Axofraniem wrote:
Thanks for all your replies. At the low end of the price range, what are the disadvantages in my case of going with a FHD or similar monitor. From what I understand, the sharpness can't be reproduced because the resolution is lower than that of the mac book pro. Thanks.
Many of Apple's Retina screens had pre-Retina counterparts, and in those cases, Apple doubled the number of pixels in each direction. For instance, 15" MBPs once had 1440x900 pixels (standard) or 1680x1080 pixels (hi-res). Then Retina models came along with 2880x1800 pixels. If you ran them in a Retina mode that sized things "like 1440x900" pixels, there were 4x as many pixels available for drawing a letter shape accurately, or filling in a photo area in detail.
If you're talking about a 24" 1920x1080, 24" 1920x1200, or 27" 2560x1440 pixel display, those will not have the pixel density needed to get the increased sharpness.

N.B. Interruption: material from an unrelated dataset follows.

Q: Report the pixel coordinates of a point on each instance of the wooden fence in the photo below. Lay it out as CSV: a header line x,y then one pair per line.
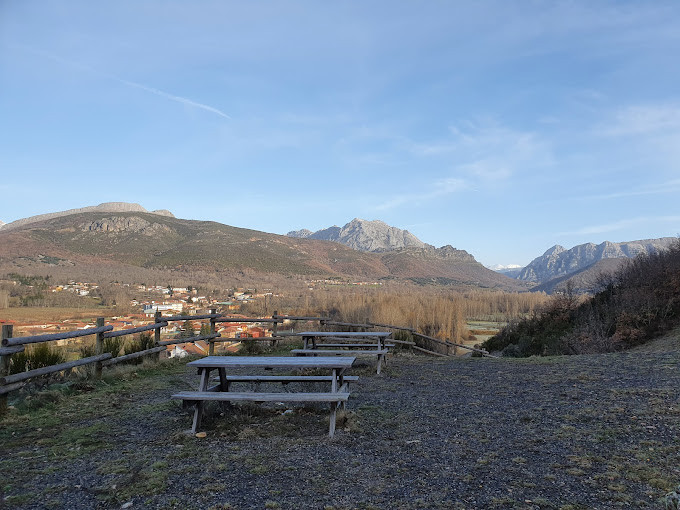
x,y
12,345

2018 MBPs – 226 to 232 PPI
24" M3 iMac – 218 PPI
24" 1920x1080 (FHD) monitor – 92 PPI
Another thing that may be a factor: macOS used to do sub pixel anti-aliasing to try to make fonts look better on low-PPI displays. I don't think macOS does this any more – so text on a 24" FHD monitor may not look as good under macOS as it once did (even putting the lack of Retina pixel density aside).